Handicap et sexualité. Quand on est tétraplégique

Stephanie

Publié le 4 septembre 2008

Paroles ouvertes

Article publié en 2008. Le contenu peut refléter l'état du marché à cette époque ; certains produits cités ne sont plus disponibles.

Tetrapasc est comme son pseudonyme pourrait vous le faire comprendre tétraplégique, suite à un accident survenu il y a vingt ans. Il avait vingt-huit ans alors. Sa vie en a été bouleversée, de même que sa vie de couple…

- Pour ta femme et toi, quels ont été les changements lors de la survenue de ton handicap, notamment du point de vue de la sexualité ?

- Cela a été un énorme bouleversement !

Pendant 15 mois, rien, même pas en pensée.

Mais ensuite, les idées sont revenues et là, il a fallu trouver des subtilités pour se retrouver en intimité dans un milieu hospitalier.

Aussi, il a fallu apprendre mon nouveau corps, l’apprendre à ma compagne qui en avait un peu peur.
Me toucher, imaginer mon insensibilité sous le niveau des épaules. Trouver des zones réactives. Oser se mettre près de moi, s’allonger contre mon corps, sur mon corps sans oser bouger. Un peu à la fois, la détente est venue.

Évidemment, c’est ma compagne qui a dû assumer la sexualité pour deux. Moi couché sur le dos, immobile !!!

Bien que j’aie suppliée, par amour, ma compagne de m’abandonner et de refaire sa vie avec quelqu’un de normal, elle a refusé, par amour !

Et à partir de ce moment commence le travail de reconstruction du couple. C’est presque comme si deux étrangers se trouvent sur le bord de la route et qu’ils décident de faire le voyage ensemble mais en ne parlant pas la même langue !

Nous avons réfléchi, essayé, gardé les bonnes expériences, abandonné les moins bonnes. Nous avons perfectionné nos actions, imaginé des postures, des jeux, des endroits. Malheureusement, nous avons aussi vite constaté nos limites et la marge n’est pas très grande.
Tout cela ne peut se faire que dans la grande complicité, la confiance de l’un envers l’autre.

- Vous êtes vous fait aider, avez-vous parlé à autrui de votre situation pour trouver des remèdes, des idées, etc. ?

- Tu sais, il y a 20 ans, on ne parlait pas aussi librement que maintenant. Aussi, la médecine n’était pas aussi avancée. On ne nous a rien proposé comme solutions malgré notre demande, les infirmières nous laissaient juste des moments intimes même si on s’est fait surprendre un jour.

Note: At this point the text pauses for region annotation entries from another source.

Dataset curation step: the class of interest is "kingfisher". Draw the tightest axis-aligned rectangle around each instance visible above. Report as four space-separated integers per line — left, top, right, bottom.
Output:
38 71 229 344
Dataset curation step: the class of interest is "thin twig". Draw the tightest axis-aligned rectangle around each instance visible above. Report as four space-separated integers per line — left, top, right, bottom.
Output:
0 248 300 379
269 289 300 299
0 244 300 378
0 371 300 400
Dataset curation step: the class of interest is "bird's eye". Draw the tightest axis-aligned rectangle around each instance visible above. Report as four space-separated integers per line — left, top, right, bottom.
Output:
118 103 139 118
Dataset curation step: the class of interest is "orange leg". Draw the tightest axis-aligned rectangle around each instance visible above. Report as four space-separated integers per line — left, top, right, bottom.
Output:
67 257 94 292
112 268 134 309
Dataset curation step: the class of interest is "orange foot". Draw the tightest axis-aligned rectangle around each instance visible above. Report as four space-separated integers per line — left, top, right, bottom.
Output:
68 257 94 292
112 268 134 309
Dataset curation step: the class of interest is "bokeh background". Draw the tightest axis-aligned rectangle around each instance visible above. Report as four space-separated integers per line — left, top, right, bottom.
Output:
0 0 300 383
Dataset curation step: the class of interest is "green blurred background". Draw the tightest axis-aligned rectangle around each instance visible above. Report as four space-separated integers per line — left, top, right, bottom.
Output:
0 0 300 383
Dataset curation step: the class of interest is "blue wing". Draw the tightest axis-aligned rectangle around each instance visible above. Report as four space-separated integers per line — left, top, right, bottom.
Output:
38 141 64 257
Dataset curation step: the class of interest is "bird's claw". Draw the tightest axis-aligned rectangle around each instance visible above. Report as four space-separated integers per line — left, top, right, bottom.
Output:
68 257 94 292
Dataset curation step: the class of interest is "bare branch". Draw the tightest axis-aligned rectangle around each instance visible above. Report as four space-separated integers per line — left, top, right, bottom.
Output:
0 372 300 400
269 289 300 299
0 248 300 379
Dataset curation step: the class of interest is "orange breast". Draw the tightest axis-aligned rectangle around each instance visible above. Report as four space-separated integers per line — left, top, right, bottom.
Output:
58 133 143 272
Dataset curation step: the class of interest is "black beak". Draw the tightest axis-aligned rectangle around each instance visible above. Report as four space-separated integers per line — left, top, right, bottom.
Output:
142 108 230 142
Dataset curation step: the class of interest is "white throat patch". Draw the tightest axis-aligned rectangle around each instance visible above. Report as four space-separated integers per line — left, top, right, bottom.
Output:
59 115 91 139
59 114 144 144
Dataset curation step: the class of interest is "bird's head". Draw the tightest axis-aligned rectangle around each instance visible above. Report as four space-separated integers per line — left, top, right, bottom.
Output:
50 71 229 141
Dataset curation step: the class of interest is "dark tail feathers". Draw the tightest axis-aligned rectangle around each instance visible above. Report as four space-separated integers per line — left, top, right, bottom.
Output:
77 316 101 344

La famille, non absolument rien de leur part, même aucune aide dans aucun domaine ! En même temps, pas de compte à rendre. Les amis, c’est eux qui se posaient les questions.

Juste un neurochirurgien qui nous a conseillé d’être actifs pour ne pas perdre l’envie. Mais sinon rien de bien transcendant ! Nous nous sommes faits tout seuls, malheureusement et je pense que nous sommes passés sans doute à côté de plein de choses !

 

A présent, Tetrapasc essaie justement de remédier au possible à cette impression d’être passé à côté de plein de choses. Bonne chance dans cette démarche.